The bank assigns its wholesale customer strategies unit the task of determining ways to improve the customer experience, and it passes on recommendations culled from the study to the bank relationship manager who works with the customer. There's no cost to the customer. The payback for Wells Fargo is a deeper and stronger relationship with customers. Wells Fargo says it's one of a few banks that performs such ethnography studies.
Wells Fargo's study for Nelson disclosed a range of problems: The company maintained different business units that staff 5,000 workers, ranging from managers and clerical employees in its offices in Sonoma, Calif., to field workers in the vineyards of Napa Valley. Each week, its payroll department scrambled to collect the number of hours worked for each employee and get paychecks out. The company, meanwhile, collected payments from Nelson's clients that employed the temps. "In our business, cash flow is everything. We pay people before we invoice the client," Nelson CFO Bob Rembowski says.
The ethnography study uncovered several other problem areas, chiefly that Nelson needed to push direct payroll deposit more aggressively: It was writing 100,000 payroll checks a year, while only 20 percent of its contract workers used direct deposit. Writing payroll checks is expensive. Labor, overhead, and banking fees add up. In addition, paper checks invite fraud, something electronic payments can eliminate. Wells Fargo recommended that Nelson adopt payroll cards, which allow pay to be electronically deposited into an employee's checking account. The bank also suggested Nelson improve cash flow by producing a cash-flow report for each of its five divisions, complete with details on checks written, recurring payments and cash inflows. Nelson should make more use of CEO's many services, including online payments, check imaging and a variety of bank reports, Wells Fargo said. Nelson evaluated the recommendations and developed a schedule to implement them.

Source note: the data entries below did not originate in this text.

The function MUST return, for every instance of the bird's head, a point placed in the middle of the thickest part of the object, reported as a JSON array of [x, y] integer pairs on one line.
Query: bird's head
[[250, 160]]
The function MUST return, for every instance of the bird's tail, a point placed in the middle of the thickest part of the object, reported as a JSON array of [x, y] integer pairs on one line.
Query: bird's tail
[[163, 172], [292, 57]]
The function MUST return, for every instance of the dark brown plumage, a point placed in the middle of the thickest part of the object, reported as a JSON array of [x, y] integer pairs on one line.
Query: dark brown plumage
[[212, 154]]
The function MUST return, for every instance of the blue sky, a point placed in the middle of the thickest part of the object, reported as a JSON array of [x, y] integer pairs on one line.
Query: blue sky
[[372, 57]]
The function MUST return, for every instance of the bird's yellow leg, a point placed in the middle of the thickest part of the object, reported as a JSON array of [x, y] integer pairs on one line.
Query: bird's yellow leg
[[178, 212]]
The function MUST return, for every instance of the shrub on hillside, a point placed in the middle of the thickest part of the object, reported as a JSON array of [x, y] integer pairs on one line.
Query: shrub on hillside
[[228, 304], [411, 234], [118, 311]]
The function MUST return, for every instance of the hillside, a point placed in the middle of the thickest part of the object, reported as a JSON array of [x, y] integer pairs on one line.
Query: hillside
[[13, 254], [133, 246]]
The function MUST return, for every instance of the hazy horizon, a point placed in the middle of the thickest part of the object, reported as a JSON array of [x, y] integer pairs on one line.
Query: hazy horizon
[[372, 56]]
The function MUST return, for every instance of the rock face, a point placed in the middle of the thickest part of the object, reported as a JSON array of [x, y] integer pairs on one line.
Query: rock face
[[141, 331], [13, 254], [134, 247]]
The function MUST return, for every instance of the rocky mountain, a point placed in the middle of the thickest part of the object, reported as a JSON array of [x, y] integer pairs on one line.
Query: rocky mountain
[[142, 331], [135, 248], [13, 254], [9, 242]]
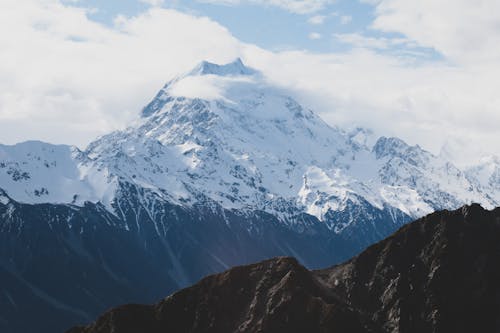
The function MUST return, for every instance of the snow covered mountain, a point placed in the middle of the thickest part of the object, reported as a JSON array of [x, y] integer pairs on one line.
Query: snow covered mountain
[[220, 168], [221, 133]]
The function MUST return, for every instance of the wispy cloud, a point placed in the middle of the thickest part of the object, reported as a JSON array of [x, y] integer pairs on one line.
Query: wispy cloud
[[317, 19], [66, 78], [294, 6]]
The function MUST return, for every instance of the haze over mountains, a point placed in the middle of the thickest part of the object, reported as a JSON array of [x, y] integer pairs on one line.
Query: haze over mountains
[[438, 274], [220, 169]]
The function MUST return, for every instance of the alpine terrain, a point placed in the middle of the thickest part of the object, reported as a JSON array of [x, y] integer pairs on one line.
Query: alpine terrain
[[220, 169], [438, 274]]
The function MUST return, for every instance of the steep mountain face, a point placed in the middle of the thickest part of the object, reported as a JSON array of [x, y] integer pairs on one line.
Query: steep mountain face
[[221, 133], [438, 274], [220, 169]]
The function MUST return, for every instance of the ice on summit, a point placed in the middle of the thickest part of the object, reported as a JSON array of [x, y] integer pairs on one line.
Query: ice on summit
[[220, 133]]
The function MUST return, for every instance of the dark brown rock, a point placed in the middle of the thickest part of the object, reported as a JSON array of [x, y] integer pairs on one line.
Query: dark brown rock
[[438, 274]]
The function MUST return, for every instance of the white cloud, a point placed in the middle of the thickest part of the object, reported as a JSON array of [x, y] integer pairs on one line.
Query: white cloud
[[345, 19], [317, 20], [155, 3], [314, 36], [64, 78], [360, 41], [461, 30], [294, 6]]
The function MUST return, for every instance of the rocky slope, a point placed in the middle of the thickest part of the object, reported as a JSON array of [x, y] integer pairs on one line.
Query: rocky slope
[[438, 274], [220, 169]]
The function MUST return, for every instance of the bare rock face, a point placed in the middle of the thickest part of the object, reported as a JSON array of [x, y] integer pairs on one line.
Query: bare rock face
[[438, 274]]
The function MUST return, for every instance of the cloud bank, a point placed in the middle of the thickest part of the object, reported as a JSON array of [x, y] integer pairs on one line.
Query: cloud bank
[[67, 79]]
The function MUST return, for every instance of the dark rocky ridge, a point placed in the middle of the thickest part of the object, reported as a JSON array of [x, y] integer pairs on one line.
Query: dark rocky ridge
[[438, 274]]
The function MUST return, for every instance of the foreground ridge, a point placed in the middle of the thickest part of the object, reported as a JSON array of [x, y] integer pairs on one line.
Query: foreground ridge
[[437, 274]]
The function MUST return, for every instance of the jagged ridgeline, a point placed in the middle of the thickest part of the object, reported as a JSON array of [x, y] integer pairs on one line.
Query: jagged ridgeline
[[439, 274], [220, 168]]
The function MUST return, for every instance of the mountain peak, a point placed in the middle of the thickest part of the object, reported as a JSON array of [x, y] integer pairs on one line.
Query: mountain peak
[[234, 68]]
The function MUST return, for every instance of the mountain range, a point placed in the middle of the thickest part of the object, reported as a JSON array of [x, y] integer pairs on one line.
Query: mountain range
[[221, 168], [438, 274]]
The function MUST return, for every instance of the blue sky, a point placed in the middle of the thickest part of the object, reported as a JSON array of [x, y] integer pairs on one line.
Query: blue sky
[[270, 27], [426, 71]]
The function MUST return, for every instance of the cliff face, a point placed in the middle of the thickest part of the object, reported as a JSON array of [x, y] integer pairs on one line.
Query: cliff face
[[438, 274]]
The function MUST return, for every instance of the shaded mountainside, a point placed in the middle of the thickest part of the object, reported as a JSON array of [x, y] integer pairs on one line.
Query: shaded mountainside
[[62, 265], [438, 274]]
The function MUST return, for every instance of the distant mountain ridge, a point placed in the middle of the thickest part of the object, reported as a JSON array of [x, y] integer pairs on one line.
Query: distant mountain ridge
[[438, 274], [220, 169]]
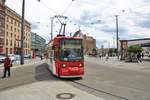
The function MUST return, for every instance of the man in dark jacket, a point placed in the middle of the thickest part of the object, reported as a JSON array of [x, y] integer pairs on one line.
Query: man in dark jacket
[[7, 65]]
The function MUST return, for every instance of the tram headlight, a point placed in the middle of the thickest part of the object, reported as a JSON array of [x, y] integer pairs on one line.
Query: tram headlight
[[80, 65], [63, 65]]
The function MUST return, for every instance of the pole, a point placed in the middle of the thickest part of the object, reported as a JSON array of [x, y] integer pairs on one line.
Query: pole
[[22, 33], [117, 36], [64, 28], [52, 27]]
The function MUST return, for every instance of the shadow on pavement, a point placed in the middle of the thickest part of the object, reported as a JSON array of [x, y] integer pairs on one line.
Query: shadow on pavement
[[42, 73]]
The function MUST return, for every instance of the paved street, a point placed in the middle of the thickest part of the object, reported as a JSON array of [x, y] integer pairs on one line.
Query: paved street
[[103, 80], [35, 82]]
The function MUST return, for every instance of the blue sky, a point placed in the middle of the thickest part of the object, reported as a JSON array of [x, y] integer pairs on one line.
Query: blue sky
[[95, 17]]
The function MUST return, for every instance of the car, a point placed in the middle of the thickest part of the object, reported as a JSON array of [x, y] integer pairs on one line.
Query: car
[[12, 57], [2, 58]]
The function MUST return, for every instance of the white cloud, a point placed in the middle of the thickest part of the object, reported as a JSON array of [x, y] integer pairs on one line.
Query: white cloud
[[133, 15]]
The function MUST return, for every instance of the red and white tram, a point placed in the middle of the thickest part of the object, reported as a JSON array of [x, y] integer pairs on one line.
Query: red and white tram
[[66, 57]]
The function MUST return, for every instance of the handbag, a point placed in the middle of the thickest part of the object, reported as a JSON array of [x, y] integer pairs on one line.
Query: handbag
[[10, 65]]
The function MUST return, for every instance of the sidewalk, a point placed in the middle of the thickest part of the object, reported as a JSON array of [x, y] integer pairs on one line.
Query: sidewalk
[[26, 61], [46, 90], [113, 62]]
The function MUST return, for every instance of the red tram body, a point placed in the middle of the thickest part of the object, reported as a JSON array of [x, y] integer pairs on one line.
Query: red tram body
[[66, 57]]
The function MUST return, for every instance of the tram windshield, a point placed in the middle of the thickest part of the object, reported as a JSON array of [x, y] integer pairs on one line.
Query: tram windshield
[[71, 49]]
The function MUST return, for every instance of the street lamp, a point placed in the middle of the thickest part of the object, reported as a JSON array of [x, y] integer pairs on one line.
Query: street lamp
[[22, 33]]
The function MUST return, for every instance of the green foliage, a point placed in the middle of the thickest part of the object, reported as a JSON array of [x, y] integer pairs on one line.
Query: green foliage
[[135, 49]]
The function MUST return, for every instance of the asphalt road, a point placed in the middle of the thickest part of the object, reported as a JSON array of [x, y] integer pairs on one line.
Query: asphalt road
[[100, 80], [115, 83]]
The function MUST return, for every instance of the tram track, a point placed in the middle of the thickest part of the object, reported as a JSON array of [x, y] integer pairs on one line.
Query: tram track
[[98, 90]]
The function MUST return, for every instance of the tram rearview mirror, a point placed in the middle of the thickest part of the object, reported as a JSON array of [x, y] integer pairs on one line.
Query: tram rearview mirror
[[54, 46]]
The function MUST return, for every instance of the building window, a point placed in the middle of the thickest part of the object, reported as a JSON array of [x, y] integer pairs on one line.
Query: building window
[[7, 19], [6, 50], [11, 21], [7, 33], [7, 26], [11, 28], [15, 23]]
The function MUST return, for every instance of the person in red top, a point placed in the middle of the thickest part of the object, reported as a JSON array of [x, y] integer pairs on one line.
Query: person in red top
[[7, 65]]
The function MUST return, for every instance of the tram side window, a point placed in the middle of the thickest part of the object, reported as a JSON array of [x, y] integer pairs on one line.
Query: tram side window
[[56, 56]]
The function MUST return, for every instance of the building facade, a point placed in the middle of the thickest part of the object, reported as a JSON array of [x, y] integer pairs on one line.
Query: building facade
[[38, 44], [2, 25], [11, 35], [144, 43]]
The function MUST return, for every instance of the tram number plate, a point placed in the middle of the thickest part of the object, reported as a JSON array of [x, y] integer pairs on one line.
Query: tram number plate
[[75, 68]]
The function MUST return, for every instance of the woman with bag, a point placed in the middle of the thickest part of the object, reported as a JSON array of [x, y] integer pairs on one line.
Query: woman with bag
[[7, 65]]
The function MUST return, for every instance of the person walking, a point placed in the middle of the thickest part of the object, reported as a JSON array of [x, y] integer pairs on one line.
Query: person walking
[[142, 56], [7, 65], [139, 57]]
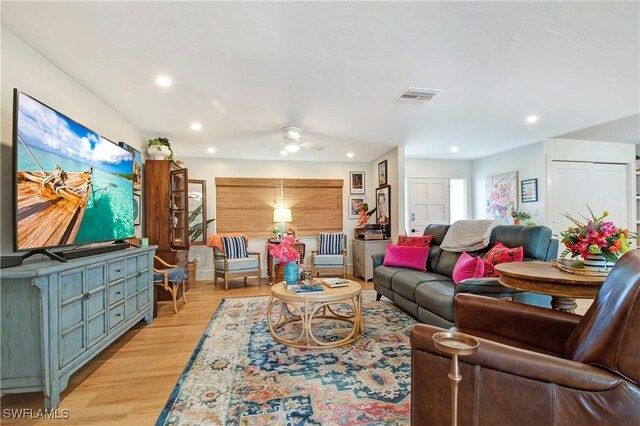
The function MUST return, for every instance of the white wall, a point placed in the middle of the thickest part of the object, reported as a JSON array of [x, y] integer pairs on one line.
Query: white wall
[[528, 161], [210, 168], [447, 169], [396, 180], [28, 71]]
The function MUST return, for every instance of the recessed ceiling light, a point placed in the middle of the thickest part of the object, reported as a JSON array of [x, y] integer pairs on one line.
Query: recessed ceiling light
[[163, 81]]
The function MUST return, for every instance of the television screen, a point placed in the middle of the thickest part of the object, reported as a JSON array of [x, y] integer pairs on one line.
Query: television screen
[[72, 185]]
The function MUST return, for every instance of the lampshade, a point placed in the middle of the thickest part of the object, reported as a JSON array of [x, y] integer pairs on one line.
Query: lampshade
[[282, 215]]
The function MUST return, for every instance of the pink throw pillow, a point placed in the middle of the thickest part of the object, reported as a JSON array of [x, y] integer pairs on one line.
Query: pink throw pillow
[[406, 257], [422, 241], [467, 266], [500, 253]]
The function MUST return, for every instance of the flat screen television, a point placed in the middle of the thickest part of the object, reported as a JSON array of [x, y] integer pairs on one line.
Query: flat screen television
[[71, 185]]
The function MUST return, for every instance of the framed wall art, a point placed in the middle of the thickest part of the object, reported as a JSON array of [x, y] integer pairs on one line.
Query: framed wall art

Wells Fargo catalogs each ethnography study in an electronic library by type of industry, providing the bank with a storehouse of knowledge that can be queried according to industry. The bank uses the library to "pull out trends and create a data warehouse, and then go to product managers to say where we can improve," says Pam Clifford, executive VP of the wholesale customer strategies group. In addition to on-site visits, the bank holds online meetings with customers. The studies have let Wells Fargo gain a deeper understanding of its customers' needs and improve its responsiveness.